Recently, Citizens Financial Group (CFG 2.87%), a $187 billion asset large regional bank based in Rhode Island, announced that it plans to extend its point-of-sale, buy-now-pay-later (BNPL) relationship with Microsoft (MSFT -0.11%). BNPL has been all the rage lately, with companies like Affirm (AFRM 2.23%) running up to huge valuations in a very short time period.

However, being a large regional bank, Citizens' stock enables people to get exposure to the space without the same kind of risk that has led to a big sell-off in high-growth tech stocks lately. Let's take a look at how Citizens offers this exposure with more stability.

Building Citizens Pay

Investors view Citizens as a more traditional bank stock, not that the bank hasn't gotten a lot more innovative from a digital banking perspective over the years. The bank has a large commercial loan portfolio and other fee income businesses like investment banking and wealth management.

Over the years, Citizens has worked to build a more diversified consumer portfolio that encompasses digital high-yield savings accounts, mortgage, home equity, student lending, and a growing BNPL portfolio. Long term, Citizens is looking to build a national digital consumer bank that better integrates and markets all of these products together.

Citizens Pay, the bank's BNPL and point-of-sale offering, essentially allows people to take out zero-interest 12- to 18-month installment loans on purchases and pay them down over time. The other neat thing about this product is that once a customer makes a purchase on Citizens Pay, there are no additional credit checks on future purchases.

Person holding credit card and using computer.

Image source: Getty Images.

Citizens has formed some key partnerships over the years, and Citizens Pay can be used at many major retailers like Best Buy, Walmart, Target, and GameStop. The BNPL portfolio is up to about $4 billion to $5 billion in total loan balances on the balance sheet, and currently carries a nice 7.15% yield on the portfolio. During the bank's third-quarter earnings call, Citizens' CEO Bruce Van Saun said BNPL balances are up about 40% year over year.

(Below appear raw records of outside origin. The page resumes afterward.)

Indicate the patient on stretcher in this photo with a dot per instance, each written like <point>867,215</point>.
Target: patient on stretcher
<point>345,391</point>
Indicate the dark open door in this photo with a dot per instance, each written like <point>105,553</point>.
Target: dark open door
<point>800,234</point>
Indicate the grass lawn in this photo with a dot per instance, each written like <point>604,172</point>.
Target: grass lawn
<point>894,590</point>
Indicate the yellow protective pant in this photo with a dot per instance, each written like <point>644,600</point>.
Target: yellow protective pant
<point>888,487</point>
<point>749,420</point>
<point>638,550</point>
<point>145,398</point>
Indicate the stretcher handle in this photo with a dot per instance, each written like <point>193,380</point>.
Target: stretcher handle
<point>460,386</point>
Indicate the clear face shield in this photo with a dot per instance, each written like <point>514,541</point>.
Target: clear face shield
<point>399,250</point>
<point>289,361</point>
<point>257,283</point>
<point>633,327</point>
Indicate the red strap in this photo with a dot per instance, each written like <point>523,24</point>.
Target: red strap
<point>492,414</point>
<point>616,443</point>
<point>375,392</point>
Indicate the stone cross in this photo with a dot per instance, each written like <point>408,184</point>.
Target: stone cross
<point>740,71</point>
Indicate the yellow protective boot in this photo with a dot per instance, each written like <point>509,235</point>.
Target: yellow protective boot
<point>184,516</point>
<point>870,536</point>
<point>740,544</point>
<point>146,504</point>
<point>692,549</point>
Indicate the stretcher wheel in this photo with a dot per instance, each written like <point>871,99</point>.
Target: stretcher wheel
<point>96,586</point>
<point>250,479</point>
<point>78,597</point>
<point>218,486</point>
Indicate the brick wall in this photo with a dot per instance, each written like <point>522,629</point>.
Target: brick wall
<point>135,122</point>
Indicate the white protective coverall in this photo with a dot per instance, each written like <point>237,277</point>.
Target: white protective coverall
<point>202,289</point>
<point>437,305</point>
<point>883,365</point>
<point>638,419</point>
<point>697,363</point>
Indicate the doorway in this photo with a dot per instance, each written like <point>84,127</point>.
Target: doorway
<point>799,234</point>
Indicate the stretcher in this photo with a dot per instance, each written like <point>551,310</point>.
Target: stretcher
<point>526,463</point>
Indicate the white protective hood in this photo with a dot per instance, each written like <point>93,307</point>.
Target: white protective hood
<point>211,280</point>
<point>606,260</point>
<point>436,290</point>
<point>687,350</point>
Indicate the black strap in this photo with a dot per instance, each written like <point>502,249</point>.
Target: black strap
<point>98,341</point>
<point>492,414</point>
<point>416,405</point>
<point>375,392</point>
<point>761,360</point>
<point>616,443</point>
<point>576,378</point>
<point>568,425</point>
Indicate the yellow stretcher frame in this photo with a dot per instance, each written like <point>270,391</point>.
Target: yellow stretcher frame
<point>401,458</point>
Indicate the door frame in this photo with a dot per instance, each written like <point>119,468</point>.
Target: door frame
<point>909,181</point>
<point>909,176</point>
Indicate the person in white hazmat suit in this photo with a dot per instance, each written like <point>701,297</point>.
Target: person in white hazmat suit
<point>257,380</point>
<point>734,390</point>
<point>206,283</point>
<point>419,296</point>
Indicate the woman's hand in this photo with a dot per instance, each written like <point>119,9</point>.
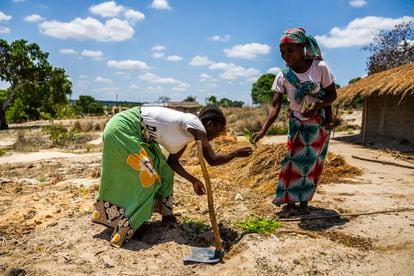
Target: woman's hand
<point>310,111</point>
<point>198,187</point>
<point>243,152</point>
<point>257,136</point>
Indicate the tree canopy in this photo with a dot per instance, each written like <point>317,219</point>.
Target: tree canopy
<point>261,89</point>
<point>391,48</point>
<point>36,87</point>
<point>88,105</point>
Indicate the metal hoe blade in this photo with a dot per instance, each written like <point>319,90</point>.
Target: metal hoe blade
<point>204,255</point>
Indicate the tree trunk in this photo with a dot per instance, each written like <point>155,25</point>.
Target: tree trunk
<point>3,123</point>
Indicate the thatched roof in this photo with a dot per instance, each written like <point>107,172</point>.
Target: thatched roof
<point>398,81</point>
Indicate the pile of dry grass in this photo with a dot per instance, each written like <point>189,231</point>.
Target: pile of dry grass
<point>261,170</point>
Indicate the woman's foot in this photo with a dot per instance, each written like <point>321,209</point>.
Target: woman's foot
<point>303,208</point>
<point>288,211</point>
<point>169,221</point>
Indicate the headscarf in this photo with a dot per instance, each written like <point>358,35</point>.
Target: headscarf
<point>298,35</point>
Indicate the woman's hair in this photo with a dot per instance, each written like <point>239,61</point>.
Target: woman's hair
<point>212,113</point>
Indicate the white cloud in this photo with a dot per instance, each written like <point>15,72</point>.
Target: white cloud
<point>158,48</point>
<point>358,3</point>
<point>219,38</point>
<point>247,51</point>
<point>274,70</point>
<point>359,31</point>
<point>103,80</point>
<point>107,9</point>
<point>232,71</point>
<point>158,55</point>
<point>97,55</point>
<point>206,77</point>
<point>174,58</point>
<point>160,5</point>
<point>128,64</point>
<point>177,85</point>
<point>4,30</point>
<point>34,18</point>
<point>68,51</point>
<point>5,17</point>
<point>134,16</point>
<point>88,29</point>
<point>200,61</point>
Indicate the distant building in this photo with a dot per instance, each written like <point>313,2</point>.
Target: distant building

With the expansion of the partnership with Microsoft, customers will be able to purchase all Microsoft hardware, such as the new Surface Pro or Xbox system, as well as accessories and subscription services, on Microsoft.com using the Citizens Pay platform.

The benefits of being a large bank

If you look over the past month, the fast-growing fintech Affirm has been hammered and is down more than 31%. Meanwhile, Citizens' stock has held steady and is up 35% year to date. Because Citizens is a larger bank that has many other businesses, it is going to trade in a much more stable manner than a stock like Affirm.

Fintechs have been sold off broadly over the last month as investors fret about the omicron variant and higher inflation, which has led the Federal Reserve to abandon the word "transitory" when it comes to inflation. The Fed also looks like it will ramp up the tapering on its bond-buying program and raise rates in 2022.

The market is worried that higher rates will lead to more BNPL borrowers defaulting and that higher rates could also potentially stymie consumer demand, especially if the economy keeps dealing with supply chain and labor issues, or future lockdowns. In September, Reuters reported that one-third of U.S. consumers who had entered a BNPL agreement had missed one or more payments.

A bank like Citizens with more than $123 billion of loans is a lot less concentrated in BNPL. Additionally, credit quality in Citizens' BNPL book looks to have held up pretty well at the end of the third quarter, with non-accrual loans, those in which borrowers have missed payments, and charge-offs, debt unlikely to be collected, both down from 2020 levels.

The other great thing about Citizens is that because it's a bank, it serves as a hedge against inflation because it is asset-sensitive. That means more of the yields on its assets (like loans) will reprice higher than its liabilities (like deposits) when the Fed raises rates. And Citizens is quite asset-sensitive. A gradual 1% hike in the federal funds rate would result in 5% more net interest income over the next year, which is the money banks make on loans and securities after covering their cost of funding and a major driver of revenue.

A less risky BNPL play

Ultimately, Citizens is in a different class than a company like Affirm. It's not going to offer nearly the same potential upside, but it will be more protected against the downside. As long as inflation doesn't get too intense, a stock like Citizens will benefit from higher rates.

I also think BNPL could be an interesting customer acquisition strategy for Citizens if it can use BNPL to reach customers nationally and then cross-sell other banking products, like a mortgage or a student loan, to these customers. Citizens is still viewed by investors as more of a traditional bank, but the bank is growing its BNPL portfolio, which is starting to stand out as a compelling digital retail strategy to differentiate itself from its peers.